Tab. 1 - Valori di riferimento per l’assegnazione del punteggio per l’entomofauna saproxilica in base a livello di minaccia IUCN o protezione locale.
Riferimento | Categoria | Punteggio |
---|---|---|
IUCN | Critical | 1.5 |
IUCN | Endangered | 1.25 |
IUCN | Vulnerable | 1 |
Protezione a livello locale | - | 1 |
Per quanto riguarda la fauna superiore, invece, l’impatto degli ungulati a livello europeo è in forte crescita ([39]), condizione sensibilmente riscontrabile nelle aree forestali dove le pratiche di selvicoltura sono quasi assenti ([18]). I danni maggiori vengono riscontrati a carico di germogli e gemme nel caso di brucatori selettivi come il capriolo, le cui piccole dimensioni obbligano diete rivolte al consumo degli apici vegetativi. L’integrazione di sali minerali tramite morsicatura di giovani fusti rappresenta un altro danno da ungulati che in molti contesti va a discapito di quelle popolazioni vegetali che soffrono la già alta competizione con specie arboree invasive (ad es. Robinia pseudoacacia). A completare il quadro, oltre ai danni da masticatura, si riscontrano i danni provocati dallo sfregamento per la pulizia dei palchi, i cosiddetti “fregoni”.
Sostanzialmente le tipologie sono distinguibili in danni di origine comportamentale e danni di origine alimentare ([2]). Si è inoltre osservato che la competizioni interspecifica, dovuta ad eccessiva presenza sul posto da parte di ungulati, ha ricadute negative anche sulla fauna stessa; lampante è l’esempio della competizione tra gallo cedrone e cervo o tra cedrone e capriolo ([14], [34]).
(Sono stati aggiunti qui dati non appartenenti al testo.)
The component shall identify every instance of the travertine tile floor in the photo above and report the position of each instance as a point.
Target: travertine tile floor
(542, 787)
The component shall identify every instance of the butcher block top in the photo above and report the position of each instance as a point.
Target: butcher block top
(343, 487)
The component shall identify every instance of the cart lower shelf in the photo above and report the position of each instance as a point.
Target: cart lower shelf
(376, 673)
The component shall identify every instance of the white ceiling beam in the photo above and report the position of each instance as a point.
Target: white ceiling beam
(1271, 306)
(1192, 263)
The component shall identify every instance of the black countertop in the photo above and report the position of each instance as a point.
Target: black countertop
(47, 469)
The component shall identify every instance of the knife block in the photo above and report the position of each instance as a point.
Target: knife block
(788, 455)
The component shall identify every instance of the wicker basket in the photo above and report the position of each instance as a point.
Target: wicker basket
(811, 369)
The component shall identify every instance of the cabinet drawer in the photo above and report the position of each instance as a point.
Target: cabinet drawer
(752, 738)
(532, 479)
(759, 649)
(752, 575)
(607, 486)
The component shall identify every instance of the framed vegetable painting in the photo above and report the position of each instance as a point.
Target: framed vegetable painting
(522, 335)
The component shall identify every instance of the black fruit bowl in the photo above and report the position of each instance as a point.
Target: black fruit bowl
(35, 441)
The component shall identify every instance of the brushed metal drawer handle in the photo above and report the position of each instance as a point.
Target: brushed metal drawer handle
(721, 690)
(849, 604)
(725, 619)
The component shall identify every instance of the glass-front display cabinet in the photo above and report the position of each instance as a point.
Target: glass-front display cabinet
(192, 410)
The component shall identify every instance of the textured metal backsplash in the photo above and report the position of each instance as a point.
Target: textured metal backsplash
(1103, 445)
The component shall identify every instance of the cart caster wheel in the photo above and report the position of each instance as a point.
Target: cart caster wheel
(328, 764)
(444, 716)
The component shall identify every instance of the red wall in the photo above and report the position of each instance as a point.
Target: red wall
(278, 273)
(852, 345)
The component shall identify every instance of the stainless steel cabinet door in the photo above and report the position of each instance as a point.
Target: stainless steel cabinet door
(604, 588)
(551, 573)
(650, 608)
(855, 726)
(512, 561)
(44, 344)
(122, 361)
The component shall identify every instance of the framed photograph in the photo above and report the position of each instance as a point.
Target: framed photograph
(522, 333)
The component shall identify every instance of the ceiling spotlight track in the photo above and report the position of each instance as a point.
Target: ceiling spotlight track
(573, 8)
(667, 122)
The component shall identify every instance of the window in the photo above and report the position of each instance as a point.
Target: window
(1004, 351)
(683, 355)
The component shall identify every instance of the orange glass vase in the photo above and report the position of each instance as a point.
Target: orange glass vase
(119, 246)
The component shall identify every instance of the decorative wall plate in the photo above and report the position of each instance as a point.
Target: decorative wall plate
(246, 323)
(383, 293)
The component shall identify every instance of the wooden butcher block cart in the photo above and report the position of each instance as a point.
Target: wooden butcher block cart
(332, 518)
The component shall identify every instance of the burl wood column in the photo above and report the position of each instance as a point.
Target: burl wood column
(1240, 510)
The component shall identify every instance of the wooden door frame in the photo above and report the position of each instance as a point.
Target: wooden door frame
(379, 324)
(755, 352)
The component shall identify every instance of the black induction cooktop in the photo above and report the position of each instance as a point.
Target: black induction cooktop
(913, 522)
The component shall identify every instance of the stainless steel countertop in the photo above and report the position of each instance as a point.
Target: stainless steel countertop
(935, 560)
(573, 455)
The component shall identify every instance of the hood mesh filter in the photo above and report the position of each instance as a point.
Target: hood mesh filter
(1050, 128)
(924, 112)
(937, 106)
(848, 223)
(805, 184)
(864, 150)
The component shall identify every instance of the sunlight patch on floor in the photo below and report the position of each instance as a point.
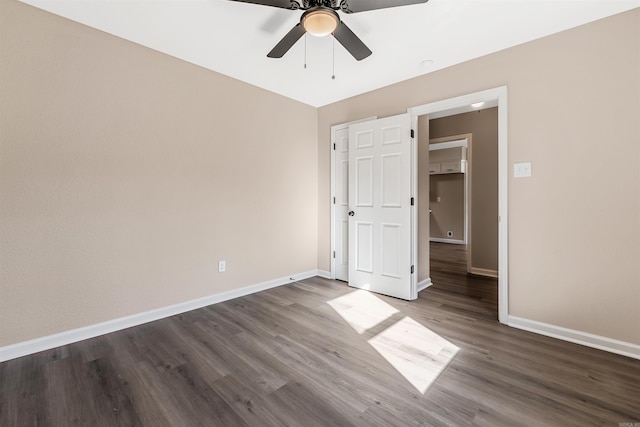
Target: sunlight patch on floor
(362, 310)
(417, 353)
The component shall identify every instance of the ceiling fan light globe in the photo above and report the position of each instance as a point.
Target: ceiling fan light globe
(320, 23)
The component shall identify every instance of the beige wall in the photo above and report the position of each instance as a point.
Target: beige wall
(574, 232)
(125, 175)
(447, 214)
(483, 125)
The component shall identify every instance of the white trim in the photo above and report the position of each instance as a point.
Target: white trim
(489, 96)
(449, 144)
(332, 141)
(415, 286)
(424, 284)
(453, 241)
(63, 338)
(578, 337)
(484, 272)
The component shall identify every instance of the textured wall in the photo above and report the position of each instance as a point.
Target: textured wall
(127, 174)
(574, 230)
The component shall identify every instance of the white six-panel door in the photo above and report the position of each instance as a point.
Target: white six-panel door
(380, 206)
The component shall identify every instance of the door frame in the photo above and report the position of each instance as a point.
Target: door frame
(459, 105)
(334, 129)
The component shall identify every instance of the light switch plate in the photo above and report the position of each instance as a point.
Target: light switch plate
(522, 170)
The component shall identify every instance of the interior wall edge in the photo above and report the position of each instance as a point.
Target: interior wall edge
(13, 351)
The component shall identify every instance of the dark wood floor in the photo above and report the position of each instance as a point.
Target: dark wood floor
(448, 272)
(285, 357)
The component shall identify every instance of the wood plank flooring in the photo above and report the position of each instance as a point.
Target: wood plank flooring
(448, 270)
(286, 357)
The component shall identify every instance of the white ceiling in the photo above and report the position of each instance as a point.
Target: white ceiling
(234, 38)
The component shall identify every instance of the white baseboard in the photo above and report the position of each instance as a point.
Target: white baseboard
(63, 338)
(440, 240)
(578, 337)
(484, 272)
(424, 284)
(324, 274)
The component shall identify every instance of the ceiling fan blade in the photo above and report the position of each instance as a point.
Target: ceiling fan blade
(287, 42)
(354, 6)
(284, 4)
(351, 42)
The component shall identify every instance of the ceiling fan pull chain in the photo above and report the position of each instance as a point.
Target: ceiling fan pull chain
(333, 44)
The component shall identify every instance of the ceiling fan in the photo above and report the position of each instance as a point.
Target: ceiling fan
(321, 18)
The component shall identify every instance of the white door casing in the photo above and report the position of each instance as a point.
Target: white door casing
(380, 235)
(342, 204)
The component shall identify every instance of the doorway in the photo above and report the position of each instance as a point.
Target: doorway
(497, 97)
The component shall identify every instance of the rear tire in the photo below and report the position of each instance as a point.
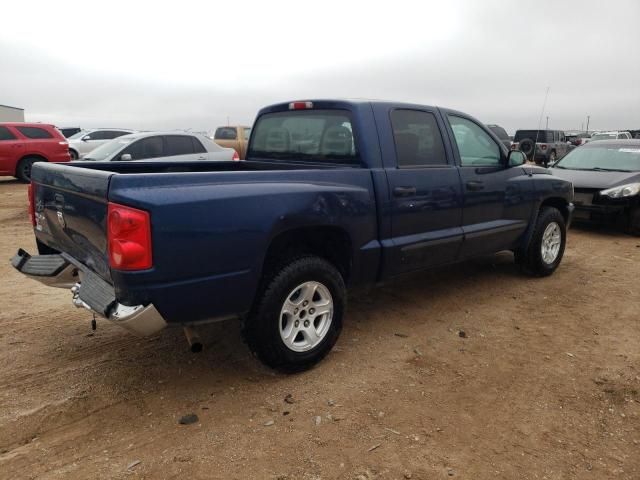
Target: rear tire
(288, 334)
(546, 246)
(23, 170)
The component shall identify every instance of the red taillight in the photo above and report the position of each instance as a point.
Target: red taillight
(300, 105)
(32, 203)
(129, 238)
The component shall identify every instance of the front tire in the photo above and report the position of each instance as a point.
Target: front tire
(546, 246)
(297, 317)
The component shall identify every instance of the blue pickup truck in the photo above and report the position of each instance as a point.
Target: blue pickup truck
(332, 195)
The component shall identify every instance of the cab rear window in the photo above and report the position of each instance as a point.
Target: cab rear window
(305, 135)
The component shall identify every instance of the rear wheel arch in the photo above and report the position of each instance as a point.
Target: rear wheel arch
(329, 242)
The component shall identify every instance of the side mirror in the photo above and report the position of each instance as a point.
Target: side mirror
(516, 158)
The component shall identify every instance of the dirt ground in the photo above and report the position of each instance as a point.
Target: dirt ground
(544, 386)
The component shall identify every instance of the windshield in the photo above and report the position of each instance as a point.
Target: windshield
(604, 136)
(613, 158)
(79, 135)
(532, 134)
(105, 151)
(306, 135)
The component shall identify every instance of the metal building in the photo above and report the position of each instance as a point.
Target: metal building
(11, 114)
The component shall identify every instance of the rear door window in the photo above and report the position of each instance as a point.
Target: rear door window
(475, 146)
(111, 134)
(177, 145)
(150, 147)
(417, 139)
(197, 146)
(5, 134)
(34, 132)
(305, 135)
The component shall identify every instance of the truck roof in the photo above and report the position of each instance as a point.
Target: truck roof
(343, 103)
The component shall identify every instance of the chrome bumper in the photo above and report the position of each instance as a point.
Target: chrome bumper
(57, 271)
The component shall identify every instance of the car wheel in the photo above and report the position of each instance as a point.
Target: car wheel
(546, 246)
(297, 317)
(23, 171)
(634, 221)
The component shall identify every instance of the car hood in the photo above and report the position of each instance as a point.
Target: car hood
(595, 179)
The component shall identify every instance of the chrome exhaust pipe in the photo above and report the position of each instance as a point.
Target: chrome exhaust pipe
(195, 344)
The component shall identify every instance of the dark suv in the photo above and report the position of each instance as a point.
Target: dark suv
(549, 145)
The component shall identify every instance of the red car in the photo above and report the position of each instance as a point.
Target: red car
(23, 144)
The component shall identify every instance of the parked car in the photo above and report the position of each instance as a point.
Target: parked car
(549, 145)
(502, 134)
(606, 178)
(615, 135)
(69, 131)
(23, 144)
(181, 146)
(333, 194)
(577, 138)
(233, 137)
(87, 140)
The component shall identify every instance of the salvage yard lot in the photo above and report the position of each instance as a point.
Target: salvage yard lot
(543, 383)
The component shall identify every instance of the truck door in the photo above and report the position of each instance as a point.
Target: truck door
(424, 188)
(497, 198)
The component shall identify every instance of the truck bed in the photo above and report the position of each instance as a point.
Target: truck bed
(208, 239)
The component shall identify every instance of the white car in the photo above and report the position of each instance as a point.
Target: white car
(615, 135)
(161, 146)
(85, 141)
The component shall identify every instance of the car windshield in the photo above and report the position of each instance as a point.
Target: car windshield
(614, 158)
(77, 136)
(604, 136)
(535, 135)
(104, 152)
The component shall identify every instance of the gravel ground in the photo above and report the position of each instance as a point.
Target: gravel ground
(543, 384)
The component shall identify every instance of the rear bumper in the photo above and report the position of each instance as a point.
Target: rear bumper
(89, 291)
(599, 213)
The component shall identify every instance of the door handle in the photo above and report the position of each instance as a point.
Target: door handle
(475, 186)
(404, 191)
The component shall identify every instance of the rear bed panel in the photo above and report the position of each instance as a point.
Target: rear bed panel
(71, 209)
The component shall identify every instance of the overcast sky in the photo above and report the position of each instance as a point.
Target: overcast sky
(193, 64)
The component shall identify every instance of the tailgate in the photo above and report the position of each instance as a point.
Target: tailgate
(71, 211)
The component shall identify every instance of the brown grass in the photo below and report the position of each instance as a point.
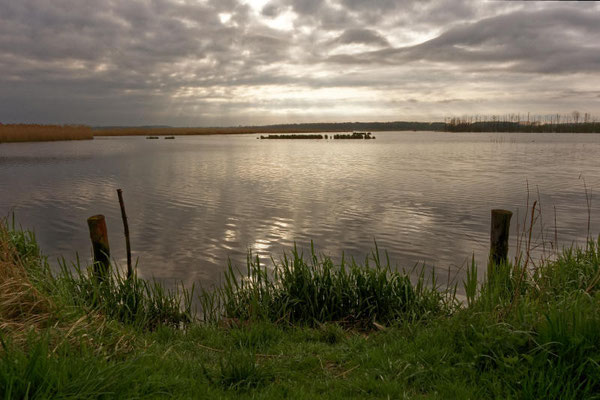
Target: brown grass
(42, 133)
(22, 306)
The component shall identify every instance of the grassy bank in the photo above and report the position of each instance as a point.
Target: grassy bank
(309, 329)
(43, 133)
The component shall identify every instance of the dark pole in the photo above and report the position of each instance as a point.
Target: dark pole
(99, 237)
(126, 228)
(499, 236)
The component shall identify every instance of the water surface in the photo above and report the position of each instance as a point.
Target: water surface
(194, 202)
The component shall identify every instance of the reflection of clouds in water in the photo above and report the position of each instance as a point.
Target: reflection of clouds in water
(196, 201)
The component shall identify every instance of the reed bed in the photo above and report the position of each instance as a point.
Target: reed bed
(42, 133)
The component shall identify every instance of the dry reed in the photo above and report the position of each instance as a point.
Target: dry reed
(22, 306)
(42, 133)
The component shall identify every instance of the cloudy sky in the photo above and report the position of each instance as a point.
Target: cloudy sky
(238, 62)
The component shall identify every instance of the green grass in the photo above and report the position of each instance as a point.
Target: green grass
(314, 291)
(306, 330)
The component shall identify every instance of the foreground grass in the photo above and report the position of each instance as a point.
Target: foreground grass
(525, 333)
Per la fauna omeoterma superiore, intesa come ungulati pascolatori e brucatori impattanti, lo scopo è ottenere una valutazione del carico di popolazione in relazione all’area interessata ricorrendo ai dati ottenibili da fototrappolaggio diretto, censimento, confronto con le carte di vocazione faunistica, inquadramento ambientale e soglie di intervento e di danno che richiedono una gestione faunistica. In quest’ottica si analizza la pressione su cui popolazioni e specie animali potenzialmente dannose possono incidere, oltre a valutarne direttamente la consistenza per poter intervenire in situazioni negative per le specie vegetali (controllo faunistico) oppure, di contro, migliorare l’ambiente forestale per le specie animali ad esse vocato. La presenza di predatori e la competizione interspecifica, unite a fattori ambientali quali il clima e il disturbo antropico, sono da considerare come fattori di riduzione (quindi di segno negativo) di questo subindicatore.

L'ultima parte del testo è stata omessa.